The Lives of Others, Neel MukherjeeIt was hard to read this without comparing it to one of last year’s Man Booker shortlist titles, The Lowland by Jumpa Lahiri. Both novels deal with political and social unrest in India and the resultant unraveling of families. The novels are very different otherwise, and yet the ghost of Lowland loomed over my reading of The Lives of Others, which suffered by comparison. That said, this is a rich feast of a novel. One of the wonderful aspects of this novel is the role of the house in which the Ghosh family lives. The house is a full character in this already full (and sometimes confusingly so) tale of a family in a downward spiral of wealth and its accompanying status. Several generations live within the house, though their physical proximity does not mean that they share experiences and outlooks. As the story progresses, the house, once solid, protective, and admired, becomes shabby and perilous. As the world changes around it, the fissures in the Ghosh family are exposed to the light, and the consequences are shattering.
Where to begin with this strange book? It was funny, odd, annoying, and in the end, surprisingly satisfying. The protaginist of this Philip Roth-like novel is a somewhat anti-social dentist named Paul O’Rourke who is at odds with the world most of the time. Though devoted to the art of dentistry and seemingly good at what he does professionally, he doesn’t quite get the art of social interaction, especially with women. He has an obsession with Judaism yet always manages to say exactly the wrong thing. The interactions with his office staff are at times amusing, but also annoyingly, even if intentionally so, misogynistic. The story centers around some skillful identity theft in which Paul is stalked by a cleverly weird and oppressed group that tries to convince him that he is one of them – a group based on the idea of being doubters. The texts that are used in developing the history of this group are very well done and sound almost just right as Biblical text, and yet clearly aren’t – that aspect alone made it a worthwhile read, as does the unfolding of the history of this group and Paul’s connection to it.

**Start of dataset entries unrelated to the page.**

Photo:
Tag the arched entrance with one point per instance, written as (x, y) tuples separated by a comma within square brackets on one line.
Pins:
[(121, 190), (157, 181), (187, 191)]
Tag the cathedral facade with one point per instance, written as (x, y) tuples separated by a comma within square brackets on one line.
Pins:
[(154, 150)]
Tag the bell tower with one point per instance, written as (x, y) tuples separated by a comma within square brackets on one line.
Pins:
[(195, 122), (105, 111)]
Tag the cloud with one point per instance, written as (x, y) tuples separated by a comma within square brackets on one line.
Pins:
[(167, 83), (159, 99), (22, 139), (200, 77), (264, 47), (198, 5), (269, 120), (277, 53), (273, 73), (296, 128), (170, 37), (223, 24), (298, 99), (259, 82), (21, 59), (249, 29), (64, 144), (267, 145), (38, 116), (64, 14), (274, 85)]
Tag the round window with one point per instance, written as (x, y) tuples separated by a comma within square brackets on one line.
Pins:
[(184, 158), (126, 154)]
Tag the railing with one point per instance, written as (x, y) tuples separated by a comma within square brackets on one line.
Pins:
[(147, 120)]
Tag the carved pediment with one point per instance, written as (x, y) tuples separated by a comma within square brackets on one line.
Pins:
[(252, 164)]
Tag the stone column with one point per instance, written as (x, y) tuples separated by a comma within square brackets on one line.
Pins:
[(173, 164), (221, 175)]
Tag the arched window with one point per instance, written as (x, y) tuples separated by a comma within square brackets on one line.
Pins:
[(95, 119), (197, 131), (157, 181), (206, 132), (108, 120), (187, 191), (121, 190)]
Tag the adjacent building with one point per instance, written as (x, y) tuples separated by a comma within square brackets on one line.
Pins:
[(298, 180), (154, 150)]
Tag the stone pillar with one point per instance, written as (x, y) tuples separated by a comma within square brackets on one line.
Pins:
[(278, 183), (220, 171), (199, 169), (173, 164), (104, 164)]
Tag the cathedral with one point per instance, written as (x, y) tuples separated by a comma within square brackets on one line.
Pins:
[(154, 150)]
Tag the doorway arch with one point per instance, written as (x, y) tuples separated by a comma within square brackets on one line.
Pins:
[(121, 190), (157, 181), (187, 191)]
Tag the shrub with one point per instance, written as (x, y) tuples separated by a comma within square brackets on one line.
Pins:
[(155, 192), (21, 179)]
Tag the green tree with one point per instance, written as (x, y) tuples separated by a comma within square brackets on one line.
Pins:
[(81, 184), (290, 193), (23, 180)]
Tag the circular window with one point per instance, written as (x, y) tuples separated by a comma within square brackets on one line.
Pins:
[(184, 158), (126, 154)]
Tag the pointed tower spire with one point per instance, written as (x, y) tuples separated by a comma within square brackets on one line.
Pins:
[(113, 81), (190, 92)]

Though this was a longlist title and therefore not part of my self-propelled assignment, it sounded too compelling to pass up. Though at times somewhat convoluted, this is an astounding feat of concept and imagination. Hustvedt’s character is an artist whose more famous husband, a gallery owner and art collector with an interesting private life, has died. Feeling that her identity as an artist had not been taken seriously by a world that recognized her as a “wife of” and “mother of,” she buys a building in Red Hook, Brooklyn, and sets out to devote herself to art. Her nurturing instincts cause her to take in some strays even as she tries to intentionally be more selfish and focus on her own art. She comes up with the concept of choosing a series of three male artists who will be her “masks” in the art world, presenting her work as theirs in a grand experiment to see how her work is received if thought of as created by a man. One of the remarkable things about this novel is the creation by Hustvedt of a whole imaginary body of work by the main character – work that feels wholly real and visible, and extremely female. The telling of this tale unfolds in a series of narratives from different perspectives, as well as newspaper articles, journal essays, and interviews. Hustvedt herself plays a cameo role, being mentioned in one of the essays. The gentle lampooning of over-inflated art world egos, theory, and language is employed to wonderful effect. The Blazing World raises many important questions about women, art-making, fame, disappointment, anger, and love that stayed with me long after I finished this powerful novel.
PS: Over the summer, I reviewed a few novels, and among them was another of the Man Booker shortlist titles, We Are All Completely Beside Ourselves by Karen Joy Fowler.